Au pouvoir depuis 2018, M. Conte, 56 ans, a perdu sa majorité absolue au Sénat la semaine dernière lorsqu'un parti allié, Italia Viva dirigé par l'ancien Premier ministre Matteo Renzi, a claqué la porte à cause d’un conflit sur la gestion de la riposte au coronavirus et sur le ralentissement économique.

Le président Mattarella entamera dès mercredi des consultations avec les chefs de partis, a indiqué son bureau dans une déclaration.

Si M. Mattarella pense que M. Conte peut obtenir le soutien nécessaire pour mettre en place une nouvelle administration, le président lui donnera probablement quelques jours pour essayer de finaliser un accord et d’établir une nouvelle équipe ministérielle.

Jusqu'à présent, les principaux partis de la coalition, le Mouvement 5 étoiles et le Parti démocratique (PD) de centre-gauche, ont soutenu les efforts de M. Conte pour rester au pouvoir.

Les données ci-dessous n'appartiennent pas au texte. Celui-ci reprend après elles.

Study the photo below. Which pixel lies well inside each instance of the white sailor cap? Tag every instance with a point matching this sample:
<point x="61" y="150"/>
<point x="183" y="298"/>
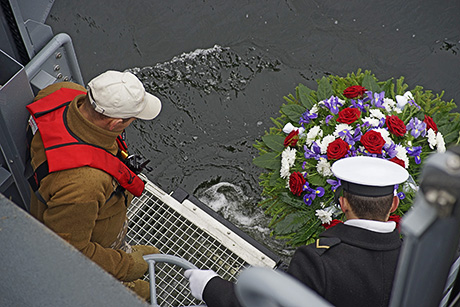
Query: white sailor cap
<point x="369" y="176"/>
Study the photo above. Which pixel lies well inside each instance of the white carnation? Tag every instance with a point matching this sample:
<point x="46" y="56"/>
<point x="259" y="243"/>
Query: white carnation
<point x="440" y="142"/>
<point x="341" y="127"/>
<point x="431" y="135"/>
<point x="324" y="167"/>
<point x="397" y="110"/>
<point x="288" y="128"/>
<point x="324" y="216"/>
<point x="325" y="143"/>
<point x="284" y="171"/>
<point x="313" y="134"/>
<point x="402" y="155"/>
<point x="287" y="161"/>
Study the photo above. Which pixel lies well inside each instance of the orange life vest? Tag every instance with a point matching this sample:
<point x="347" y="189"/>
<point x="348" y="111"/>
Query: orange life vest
<point x="64" y="150"/>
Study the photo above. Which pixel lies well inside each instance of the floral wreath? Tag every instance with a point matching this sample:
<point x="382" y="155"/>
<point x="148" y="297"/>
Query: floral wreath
<point x="356" y="115"/>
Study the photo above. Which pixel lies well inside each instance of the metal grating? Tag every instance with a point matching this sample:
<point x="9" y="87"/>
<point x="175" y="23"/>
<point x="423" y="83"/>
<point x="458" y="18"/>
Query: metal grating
<point x="158" y="219"/>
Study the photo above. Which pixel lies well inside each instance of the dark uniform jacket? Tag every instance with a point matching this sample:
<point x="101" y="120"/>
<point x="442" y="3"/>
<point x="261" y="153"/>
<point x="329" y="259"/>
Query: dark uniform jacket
<point x="348" y="266"/>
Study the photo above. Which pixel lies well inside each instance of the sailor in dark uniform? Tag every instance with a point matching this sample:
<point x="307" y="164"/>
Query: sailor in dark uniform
<point x="352" y="263"/>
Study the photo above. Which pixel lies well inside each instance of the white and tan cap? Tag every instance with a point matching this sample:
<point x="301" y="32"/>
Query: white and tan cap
<point x="122" y="95"/>
<point x="369" y="176"/>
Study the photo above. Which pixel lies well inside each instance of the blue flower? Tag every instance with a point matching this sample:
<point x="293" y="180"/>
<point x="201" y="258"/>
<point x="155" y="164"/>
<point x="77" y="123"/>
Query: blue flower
<point x="306" y="117"/>
<point x="416" y="127"/>
<point x="308" y="198"/>
<point x="333" y="104"/>
<point x="390" y="150"/>
<point x="376" y="99"/>
<point x="334" y="184"/>
<point x="415" y="152"/>
<point x="315" y="153"/>
<point x="360" y="104"/>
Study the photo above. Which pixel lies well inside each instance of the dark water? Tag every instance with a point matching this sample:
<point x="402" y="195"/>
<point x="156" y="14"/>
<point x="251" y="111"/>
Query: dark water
<point x="222" y="68"/>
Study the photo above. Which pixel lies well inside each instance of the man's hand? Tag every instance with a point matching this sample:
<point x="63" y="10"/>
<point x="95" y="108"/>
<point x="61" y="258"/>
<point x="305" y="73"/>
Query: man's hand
<point x="139" y="265"/>
<point x="140" y="287"/>
<point x="198" y="280"/>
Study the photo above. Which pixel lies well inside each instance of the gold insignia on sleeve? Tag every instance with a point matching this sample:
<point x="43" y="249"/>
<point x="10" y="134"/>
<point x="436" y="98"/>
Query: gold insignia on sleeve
<point x="320" y="246"/>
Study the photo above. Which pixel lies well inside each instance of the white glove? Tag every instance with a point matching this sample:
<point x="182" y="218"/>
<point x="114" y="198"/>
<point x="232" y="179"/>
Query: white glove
<point x="198" y="280"/>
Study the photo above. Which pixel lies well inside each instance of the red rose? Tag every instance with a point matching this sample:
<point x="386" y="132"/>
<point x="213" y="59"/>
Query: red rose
<point x="337" y="149"/>
<point x="395" y="125"/>
<point x="373" y="141"/>
<point x="348" y="115"/>
<point x="332" y="224"/>
<point x="430" y="124"/>
<point x="354" y="91"/>
<point x="395" y="218"/>
<point x="398" y="161"/>
<point x="292" y="138"/>
<point x="296" y="182"/>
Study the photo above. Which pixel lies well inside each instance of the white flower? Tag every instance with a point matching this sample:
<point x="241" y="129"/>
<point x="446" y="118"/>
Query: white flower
<point x="324" y="168"/>
<point x="313" y="134"/>
<point x="342" y="127"/>
<point x="431" y="135"/>
<point x="325" y="143"/>
<point x="377" y="113"/>
<point x="324" y="216"/>
<point x="389" y="104"/>
<point x="288" y="128"/>
<point x="402" y="155"/>
<point x="287" y="161"/>
<point x="403" y="100"/>
<point x="373" y="122"/>
<point x="284" y="171"/>
<point x="385" y="135"/>
<point x="440" y="142"/>
<point x="397" y="110"/>
<point x="314" y="109"/>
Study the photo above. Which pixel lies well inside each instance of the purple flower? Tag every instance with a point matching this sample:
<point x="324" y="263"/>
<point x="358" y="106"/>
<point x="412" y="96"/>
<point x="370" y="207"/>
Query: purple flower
<point x="306" y="187"/>
<point x="308" y="198"/>
<point x="333" y="104"/>
<point x="314" y="153"/>
<point x="401" y="195"/>
<point x="334" y="184"/>
<point x="413" y="103"/>
<point x="416" y="127"/>
<point x="376" y="99"/>
<point x="306" y="117"/>
<point x="390" y="150"/>
<point x="415" y="152"/>
<point x="360" y="104"/>
<point x="319" y="192"/>
<point x="328" y="118"/>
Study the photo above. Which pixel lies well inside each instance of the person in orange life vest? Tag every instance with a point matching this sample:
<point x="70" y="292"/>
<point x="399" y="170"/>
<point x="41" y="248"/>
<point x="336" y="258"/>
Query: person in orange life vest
<point x="352" y="263"/>
<point x="86" y="189"/>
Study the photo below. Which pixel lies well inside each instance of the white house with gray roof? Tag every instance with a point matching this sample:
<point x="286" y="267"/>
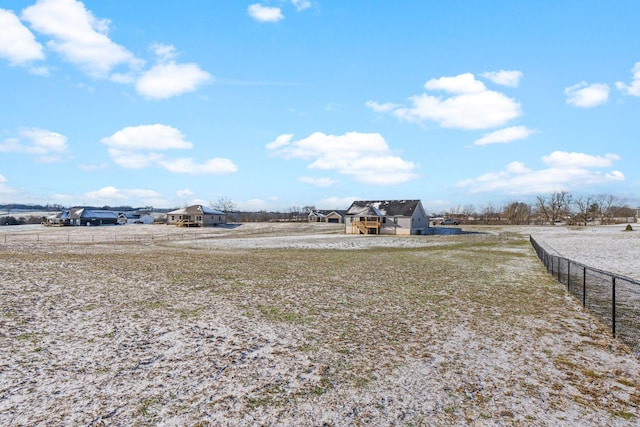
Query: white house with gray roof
<point x="398" y="217"/>
<point x="196" y="216"/>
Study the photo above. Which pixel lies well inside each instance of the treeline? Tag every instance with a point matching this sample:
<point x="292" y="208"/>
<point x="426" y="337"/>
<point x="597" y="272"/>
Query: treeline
<point x="550" y="209"/>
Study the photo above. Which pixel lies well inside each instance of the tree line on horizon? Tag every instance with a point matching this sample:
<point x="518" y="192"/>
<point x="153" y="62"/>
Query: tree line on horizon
<point x="553" y="208"/>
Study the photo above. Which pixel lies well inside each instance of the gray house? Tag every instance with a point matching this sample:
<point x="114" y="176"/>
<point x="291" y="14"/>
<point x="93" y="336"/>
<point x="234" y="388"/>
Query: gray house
<point x="333" y="217"/>
<point x="399" y="217"/>
<point x="196" y="216"/>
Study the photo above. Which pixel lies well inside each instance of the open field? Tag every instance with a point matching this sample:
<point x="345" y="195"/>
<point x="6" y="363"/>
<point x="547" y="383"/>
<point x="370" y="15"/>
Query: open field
<point x="298" y="325"/>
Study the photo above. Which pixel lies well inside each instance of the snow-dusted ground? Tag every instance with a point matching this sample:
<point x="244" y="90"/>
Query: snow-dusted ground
<point x="123" y="334"/>
<point x="607" y="248"/>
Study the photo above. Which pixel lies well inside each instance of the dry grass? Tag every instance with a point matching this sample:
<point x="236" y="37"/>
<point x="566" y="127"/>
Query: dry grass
<point x="466" y="329"/>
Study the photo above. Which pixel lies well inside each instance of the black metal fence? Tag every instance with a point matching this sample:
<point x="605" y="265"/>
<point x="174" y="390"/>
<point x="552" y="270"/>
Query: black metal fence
<point x="613" y="298"/>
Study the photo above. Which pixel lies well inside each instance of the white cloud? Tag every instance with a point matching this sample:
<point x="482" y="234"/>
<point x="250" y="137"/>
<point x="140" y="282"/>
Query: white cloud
<point x="381" y="108"/>
<point x="214" y="166"/>
<point x="114" y="196"/>
<point x="17" y="43"/>
<point x="164" y="52"/>
<point x="586" y="96"/>
<point x="46" y="146"/>
<point x="462" y="83"/>
<point x="264" y="13"/>
<point x="137" y="147"/>
<point x="563" y="159"/>
<point x="78" y="36"/>
<point x="364" y="156"/>
<point x="164" y="81"/>
<point x="301" y="4"/>
<point x="634" y="87"/>
<point x="253" y="205"/>
<point x="318" y="182"/>
<point x="470" y="106"/>
<point x="566" y="171"/>
<point x="185" y="194"/>
<point x="147" y="137"/>
<point x="504" y="78"/>
<point x="505" y="135"/>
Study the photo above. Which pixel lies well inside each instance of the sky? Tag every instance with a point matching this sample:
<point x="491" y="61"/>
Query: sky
<point x="290" y="103"/>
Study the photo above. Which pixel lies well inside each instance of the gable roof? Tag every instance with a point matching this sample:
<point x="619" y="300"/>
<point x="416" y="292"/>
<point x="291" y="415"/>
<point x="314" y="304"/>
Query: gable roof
<point x="383" y="207"/>
<point x="93" y="213"/>
<point x="189" y="210"/>
<point x="323" y="212"/>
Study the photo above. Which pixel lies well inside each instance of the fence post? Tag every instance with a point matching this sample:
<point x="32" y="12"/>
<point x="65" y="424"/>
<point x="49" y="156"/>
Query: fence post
<point x="613" y="306"/>
<point x="584" y="286"/>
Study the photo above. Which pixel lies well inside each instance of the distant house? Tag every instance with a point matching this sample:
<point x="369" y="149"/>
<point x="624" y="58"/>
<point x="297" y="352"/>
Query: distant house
<point x="134" y="218"/>
<point x="333" y="217"/>
<point x="61" y="219"/>
<point x="400" y="217"/>
<point x="196" y="216"/>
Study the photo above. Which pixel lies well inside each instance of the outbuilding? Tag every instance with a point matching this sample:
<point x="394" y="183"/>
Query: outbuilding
<point x="399" y="217"/>
<point x="196" y="216"/>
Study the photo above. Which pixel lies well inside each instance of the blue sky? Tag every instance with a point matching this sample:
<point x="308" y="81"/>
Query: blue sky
<point x="277" y="104"/>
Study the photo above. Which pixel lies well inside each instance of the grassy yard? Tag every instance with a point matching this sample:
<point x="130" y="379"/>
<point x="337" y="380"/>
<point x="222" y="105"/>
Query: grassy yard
<point x="467" y="329"/>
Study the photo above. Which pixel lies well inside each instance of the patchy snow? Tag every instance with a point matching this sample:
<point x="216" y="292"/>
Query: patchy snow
<point x="131" y="336"/>
<point x="607" y="248"/>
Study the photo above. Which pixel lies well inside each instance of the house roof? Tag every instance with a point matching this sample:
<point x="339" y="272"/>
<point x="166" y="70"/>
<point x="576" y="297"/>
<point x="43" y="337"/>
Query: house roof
<point x="194" y="209"/>
<point x="383" y="207"/>
<point x="92" y="213"/>
<point x="322" y="213"/>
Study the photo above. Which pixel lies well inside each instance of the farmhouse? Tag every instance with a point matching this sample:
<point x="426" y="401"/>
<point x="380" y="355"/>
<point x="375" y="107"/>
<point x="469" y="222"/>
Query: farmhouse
<point x="134" y="218"/>
<point x="401" y="217"/>
<point x="333" y="217"/>
<point x="196" y="216"/>
<point x="84" y="216"/>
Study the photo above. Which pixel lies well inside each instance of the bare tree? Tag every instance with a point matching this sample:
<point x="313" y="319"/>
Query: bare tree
<point x="517" y="213"/>
<point x="606" y="204"/>
<point x="553" y="206"/>
<point x="224" y="204"/>
<point x="585" y="208"/>
<point x="490" y="213"/>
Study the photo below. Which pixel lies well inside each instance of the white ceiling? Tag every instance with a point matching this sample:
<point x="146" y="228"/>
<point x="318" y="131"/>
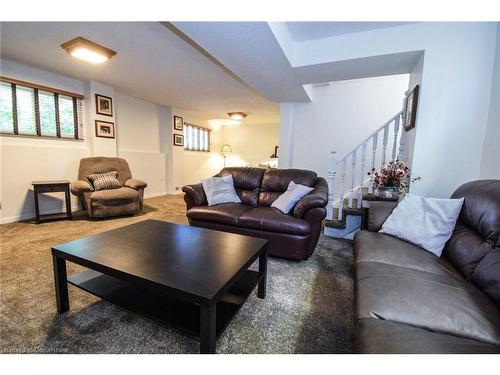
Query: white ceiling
<point x="301" y="31"/>
<point x="152" y="63"/>
<point x="251" y="50"/>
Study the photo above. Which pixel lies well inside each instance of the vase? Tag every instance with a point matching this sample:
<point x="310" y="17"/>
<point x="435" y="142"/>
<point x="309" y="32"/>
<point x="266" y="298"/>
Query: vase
<point x="387" y="192"/>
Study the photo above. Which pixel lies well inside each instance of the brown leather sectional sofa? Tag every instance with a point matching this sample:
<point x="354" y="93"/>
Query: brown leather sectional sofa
<point x="292" y="236"/>
<point x="407" y="300"/>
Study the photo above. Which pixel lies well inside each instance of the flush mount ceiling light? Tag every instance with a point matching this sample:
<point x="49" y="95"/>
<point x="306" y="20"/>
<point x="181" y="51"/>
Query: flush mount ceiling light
<point x="87" y="50"/>
<point x="222" y="122"/>
<point x="237" y="115"/>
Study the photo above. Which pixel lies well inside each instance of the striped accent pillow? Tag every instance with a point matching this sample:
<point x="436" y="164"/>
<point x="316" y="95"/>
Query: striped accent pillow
<point x="105" y="181"/>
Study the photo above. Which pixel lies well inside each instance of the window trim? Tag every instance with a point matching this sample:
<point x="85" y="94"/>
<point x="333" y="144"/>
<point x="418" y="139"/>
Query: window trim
<point x="36" y="88"/>
<point x="40" y="87"/>
<point x="208" y="130"/>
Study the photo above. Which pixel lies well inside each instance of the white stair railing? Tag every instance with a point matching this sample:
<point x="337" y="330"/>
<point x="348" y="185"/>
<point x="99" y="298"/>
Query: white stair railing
<point x="356" y="171"/>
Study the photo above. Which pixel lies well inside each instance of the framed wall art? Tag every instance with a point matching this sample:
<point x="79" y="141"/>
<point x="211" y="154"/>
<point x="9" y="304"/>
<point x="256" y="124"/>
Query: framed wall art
<point x="178" y="123"/>
<point x="178" y="140"/>
<point x="103" y="105"/>
<point x="104" y="129"/>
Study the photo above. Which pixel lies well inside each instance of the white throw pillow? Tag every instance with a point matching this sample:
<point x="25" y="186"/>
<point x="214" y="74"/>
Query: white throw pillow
<point x="220" y="190"/>
<point x="425" y="222"/>
<point x="290" y="197"/>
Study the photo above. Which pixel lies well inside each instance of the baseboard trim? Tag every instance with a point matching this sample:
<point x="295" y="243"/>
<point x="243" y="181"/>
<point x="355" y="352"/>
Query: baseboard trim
<point x="31" y="215"/>
<point x="153" y="195"/>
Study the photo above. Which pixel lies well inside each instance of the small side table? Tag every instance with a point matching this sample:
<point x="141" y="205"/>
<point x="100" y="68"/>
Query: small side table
<point x="52" y="187"/>
<point x="364" y="210"/>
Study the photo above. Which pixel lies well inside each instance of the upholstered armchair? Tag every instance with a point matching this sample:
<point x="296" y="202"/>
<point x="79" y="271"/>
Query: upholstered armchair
<point x="128" y="199"/>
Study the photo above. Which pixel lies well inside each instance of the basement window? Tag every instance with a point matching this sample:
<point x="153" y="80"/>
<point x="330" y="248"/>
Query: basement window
<point x="196" y="138"/>
<point x="34" y="110"/>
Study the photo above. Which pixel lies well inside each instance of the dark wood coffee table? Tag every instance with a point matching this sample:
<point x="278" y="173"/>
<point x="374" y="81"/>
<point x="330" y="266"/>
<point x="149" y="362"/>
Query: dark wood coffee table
<point x="196" y="279"/>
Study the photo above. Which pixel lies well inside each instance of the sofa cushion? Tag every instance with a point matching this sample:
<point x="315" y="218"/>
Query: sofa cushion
<point x="114" y="196"/>
<point x="487" y="275"/>
<point x="246" y="182"/>
<point x="439" y="303"/>
<point x="381" y="336"/>
<point x="382" y="248"/>
<point x="101" y="164"/>
<point x="220" y="190"/>
<point x="478" y="227"/>
<point x="426" y="222"/>
<point x="276" y="181"/>
<point x="474" y="245"/>
<point x="290" y="197"/>
<point x="271" y="219"/>
<point x="226" y="213"/>
<point x="104" y="181"/>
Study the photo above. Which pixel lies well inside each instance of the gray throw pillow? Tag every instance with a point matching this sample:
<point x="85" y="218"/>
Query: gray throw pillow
<point x="220" y="190"/>
<point x="290" y="197"/>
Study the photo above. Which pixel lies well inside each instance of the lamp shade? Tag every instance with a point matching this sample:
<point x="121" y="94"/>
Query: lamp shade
<point x="226" y="149"/>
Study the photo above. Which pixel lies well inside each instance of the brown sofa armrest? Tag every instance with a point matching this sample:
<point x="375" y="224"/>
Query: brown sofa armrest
<point x="135" y="183"/>
<point x="79" y="187"/>
<point x="195" y="194"/>
<point x="378" y="213"/>
<point x="316" y="198"/>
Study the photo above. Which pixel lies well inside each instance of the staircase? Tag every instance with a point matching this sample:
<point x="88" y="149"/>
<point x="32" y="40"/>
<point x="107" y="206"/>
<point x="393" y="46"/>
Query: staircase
<point x="352" y="191"/>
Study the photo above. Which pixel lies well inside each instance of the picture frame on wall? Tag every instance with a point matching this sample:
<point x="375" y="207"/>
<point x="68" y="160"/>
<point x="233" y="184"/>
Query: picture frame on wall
<point x="178" y="140"/>
<point x="104" y="129"/>
<point x="178" y="123"/>
<point x="410" y="109"/>
<point x="103" y="105"/>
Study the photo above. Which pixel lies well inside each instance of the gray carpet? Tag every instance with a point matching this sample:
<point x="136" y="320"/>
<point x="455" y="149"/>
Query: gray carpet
<point x="308" y="308"/>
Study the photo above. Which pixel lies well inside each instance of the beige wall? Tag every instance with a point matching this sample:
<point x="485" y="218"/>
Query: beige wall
<point x="251" y="144"/>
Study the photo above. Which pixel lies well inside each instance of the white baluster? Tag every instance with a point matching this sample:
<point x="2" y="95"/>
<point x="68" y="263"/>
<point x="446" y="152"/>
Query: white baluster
<point x="362" y="174"/>
<point x="395" y="143"/>
<point x="342" y="188"/>
<point x="331" y="179"/>
<point x="384" y="142"/>
<point x="353" y="175"/>
<point x="374" y="154"/>
<point x="402" y="141"/>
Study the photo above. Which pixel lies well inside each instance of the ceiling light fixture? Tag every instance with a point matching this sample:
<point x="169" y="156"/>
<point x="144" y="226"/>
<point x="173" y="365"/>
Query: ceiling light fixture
<point x="237" y="115"/>
<point x="87" y="50"/>
<point x="222" y="122"/>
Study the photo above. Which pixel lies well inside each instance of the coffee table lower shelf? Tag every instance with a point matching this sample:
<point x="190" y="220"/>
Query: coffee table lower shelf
<point x="155" y="304"/>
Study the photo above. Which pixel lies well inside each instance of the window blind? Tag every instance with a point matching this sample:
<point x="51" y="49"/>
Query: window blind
<point x="35" y="110"/>
<point x="196" y="138"/>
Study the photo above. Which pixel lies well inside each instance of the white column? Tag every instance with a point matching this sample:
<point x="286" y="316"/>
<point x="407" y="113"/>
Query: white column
<point x="395" y="143"/>
<point x="331" y="182"/>
<point x="374" y="154"/>
<point x="384" y="142"/>
<point x="342" y="189"/>
<point x="362" y="174"/>
<point x="353" y="175"/>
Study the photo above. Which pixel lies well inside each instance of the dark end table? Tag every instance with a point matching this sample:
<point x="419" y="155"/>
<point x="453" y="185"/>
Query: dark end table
<point x="52" y="187"/>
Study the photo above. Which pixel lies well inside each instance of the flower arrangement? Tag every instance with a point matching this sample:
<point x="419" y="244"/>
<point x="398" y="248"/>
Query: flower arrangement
<point x="395" y="174"/>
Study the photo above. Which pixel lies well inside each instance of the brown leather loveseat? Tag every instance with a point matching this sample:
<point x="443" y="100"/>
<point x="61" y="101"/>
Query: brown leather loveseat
<point x="291" y="236"/>
<point x="408" y="300"/>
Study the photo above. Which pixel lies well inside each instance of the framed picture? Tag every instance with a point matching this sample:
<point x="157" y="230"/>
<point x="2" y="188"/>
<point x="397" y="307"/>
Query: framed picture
<point x="178" y="140"/>
<point x="103" y="105"/>
<point x="178" y="123"/>
<point x="410" y="110"/>
<point x="104" y="129"/>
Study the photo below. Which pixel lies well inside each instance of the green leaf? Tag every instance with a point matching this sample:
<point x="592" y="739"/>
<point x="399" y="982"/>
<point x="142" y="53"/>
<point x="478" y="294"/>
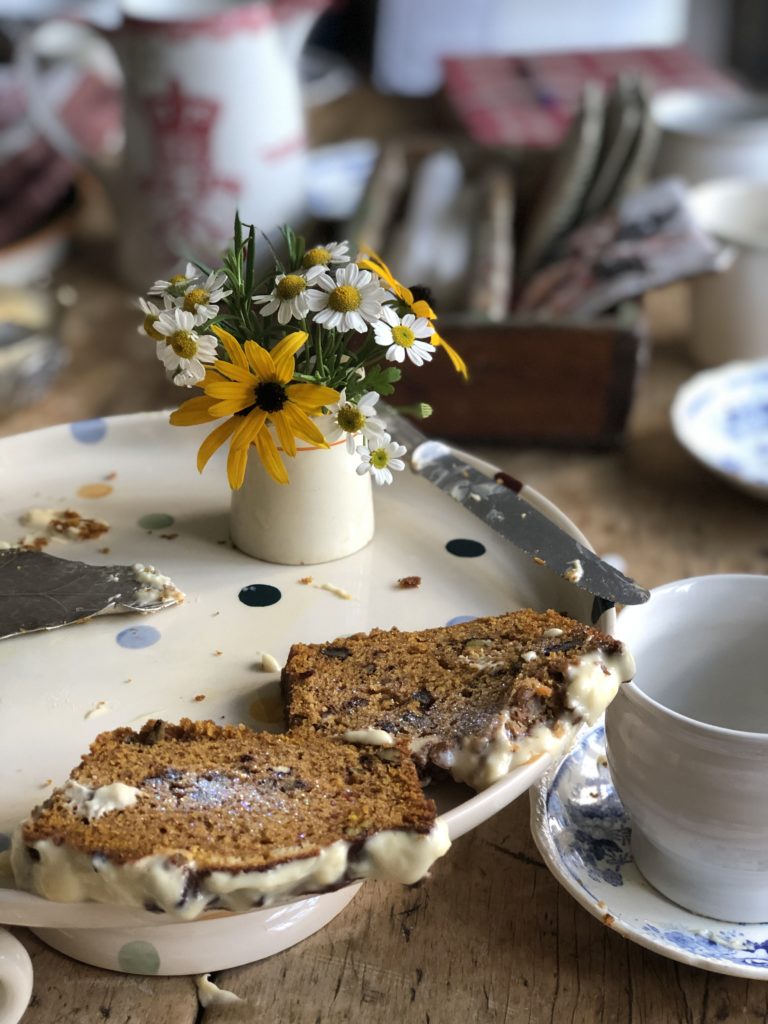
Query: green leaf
<point x="381" y="379"/>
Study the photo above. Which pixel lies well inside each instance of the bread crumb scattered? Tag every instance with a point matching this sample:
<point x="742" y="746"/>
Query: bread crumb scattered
<point x="99" y="708"/>
<point x="409" y="583"/>
<point x="210" y="994"/>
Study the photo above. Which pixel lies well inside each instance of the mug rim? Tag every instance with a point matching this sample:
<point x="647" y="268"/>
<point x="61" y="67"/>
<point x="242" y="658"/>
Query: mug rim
<point x="725" y="190"/>
<point x="707" y="102"/>
<point x="634" y="692"/>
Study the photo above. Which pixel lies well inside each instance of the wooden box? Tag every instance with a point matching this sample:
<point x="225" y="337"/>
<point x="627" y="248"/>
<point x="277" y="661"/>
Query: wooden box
<point x="531" y="382"/>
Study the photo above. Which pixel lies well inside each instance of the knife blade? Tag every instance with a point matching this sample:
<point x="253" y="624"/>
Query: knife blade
<point x="500" y="503"/>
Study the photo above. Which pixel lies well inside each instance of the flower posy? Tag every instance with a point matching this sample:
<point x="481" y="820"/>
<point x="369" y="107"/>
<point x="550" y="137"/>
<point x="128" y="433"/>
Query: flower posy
<point x="318" y="336"/>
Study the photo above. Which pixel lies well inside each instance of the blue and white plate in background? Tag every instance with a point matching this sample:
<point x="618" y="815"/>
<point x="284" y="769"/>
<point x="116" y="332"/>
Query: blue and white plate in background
<point x="583" y="833"/>
<point x="721" y="417"/>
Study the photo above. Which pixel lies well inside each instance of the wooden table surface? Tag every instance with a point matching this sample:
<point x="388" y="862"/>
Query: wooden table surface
<point x="492" y="937"/>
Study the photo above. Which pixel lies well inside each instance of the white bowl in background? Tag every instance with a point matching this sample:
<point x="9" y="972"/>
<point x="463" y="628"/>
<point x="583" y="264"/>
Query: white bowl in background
<point x="708" y="134"/>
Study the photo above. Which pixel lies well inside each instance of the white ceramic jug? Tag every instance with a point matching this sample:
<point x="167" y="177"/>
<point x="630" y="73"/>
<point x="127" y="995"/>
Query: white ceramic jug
<point x="213" y="121"/>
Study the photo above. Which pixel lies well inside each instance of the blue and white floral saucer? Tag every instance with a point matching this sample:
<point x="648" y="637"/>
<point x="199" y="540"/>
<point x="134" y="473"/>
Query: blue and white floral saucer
<point x="721" y="417"/>
<point x="583" y="833"/>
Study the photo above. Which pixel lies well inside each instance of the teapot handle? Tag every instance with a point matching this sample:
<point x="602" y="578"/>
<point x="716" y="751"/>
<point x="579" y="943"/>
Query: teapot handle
<point x="68" y="47"/>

Des élections anticipées ?

Cependant, si M. Conte ne peut pas trouver de nouveaux alliés, le président Mattarella devra trouver un autre candidat capable de former une coalition viable.

Si cette option échoue, le président devra convoquer des élections deux ans avant la date prévue. Les analystes politiques pensent que c'est le scénario le moins probable.

La crise du coronavirus en Italie a déclenché la pire récession depuis la Seconde Guerre mondiale et le gouvernement s'efforce de mettre au point un plan sur la meilleure façon de dépenser quelque 200 milliards d'euros (240 milliards de dollars) de fonds de l'Union européenne pour aider l'économie à se redresser.

M. Renzi a accusé M. Conte de manquer de vision stratégique, affirmant qu'il risquait de gaspiller la manne sans précédent de l'UE.